Despite several years of intensive research, coverage and discussion about the dangers of concussions, the idea of playing through head injuries is so deeply rooted in hockey culture that two university teams kept concussed players on the ice even though they were taking part in a major concussion study.
The study, which was published Friday in a series of articles in the journal Neurosurgical Focus, was conducted during the 2011-12 hockey season by researchers from the University of Western Ontario, the University of Montreal, Harvard and other institutions.
“This culture is entrenched at all levels of hockey, from peewee to university,” said Dr. Paul S. Echlin, a concussion specialist and researcher in Burlington, Ontario, and the lead author of the study. “Concussion is a significant public health issue that requires a generational shift. As with smoking or seat belts, it doesn’t just happen overnight — it takes a massive effort and collective movement.”
The study is believed to be among the most comprehensive analyses of concussions in hockey, which has a rate of head trauma approaching that of football. Researchers followed two Canadian university teams — a men’s team and a women’s team — and scanned every player’s brain before and after the season. Players who sustained head injuries also received scans at three intervals after the injuries, with researchers using advanced magnetic resonance imaging techniques.
The teams were not named in the study, in which an independent specialist physician was present at each game and was empowered to pull any player off the ice for examination if a potential concussion was observed.
The men’s team, with 25 players and an average age of 22, played a 28-game regular season and a 3-game postseason. The women’s team, with 20 players and an average age of 20, played 24 regular-season games and no playoff games. Over the course of the season, there were five observed or self-reported concussions on the men’s team and six on the women’s team.
Researchers noted several instances of coaches, trainers and players avoiding examinations, ignoring medical advice or otherwise obstructing the study, even though the players had signed consent forms to participate and university ethics officials had given institutional consent.
“Unless something is broken, I want them out playing,” one coach said, according to the study.
In one incident, a neurologist observing the men’s team pulled a defenseman during the first period of a game after the player took two hits and was skating slowly. During the intermission the player reported dizziness and was advised to sit out, but the coach suggested he play the second period and “skate it off.” The defenseman stumbled through the rest of the game.
“At the end of the third period, I spoke with the player and the trainer and said that he should not play until he was formally evaluated and underwent the formal return-to-play protocol,” the neurologist said, as reported in the study. “I was dismayed to see that he played the next evening.”
After the team returned from its trip, the neurologist questioned the trainer about overruling his advice and placing the defenseman at risk.

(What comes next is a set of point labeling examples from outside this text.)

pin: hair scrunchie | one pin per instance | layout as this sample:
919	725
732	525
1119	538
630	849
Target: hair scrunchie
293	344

“The trainer responded that he and the player did not understand the decision and that most of the team did not trust the neurologist,” according to the study. “He requested that the physician no longer be used to cover any more games.”
In another episode, a physician observer assessed a minor concussion in a female player and recommended that she miss the next night’s game. Even though the coach’s own playing career had ended because of concussions, she overrode the medical advice and inserted the player the next evening.
According to the report, the coach refused to speak to another physician observer on the second evening. The trainer was reluctant to press the issue with the coach because, the trainer said, the coach did not want the study to interfere with the team.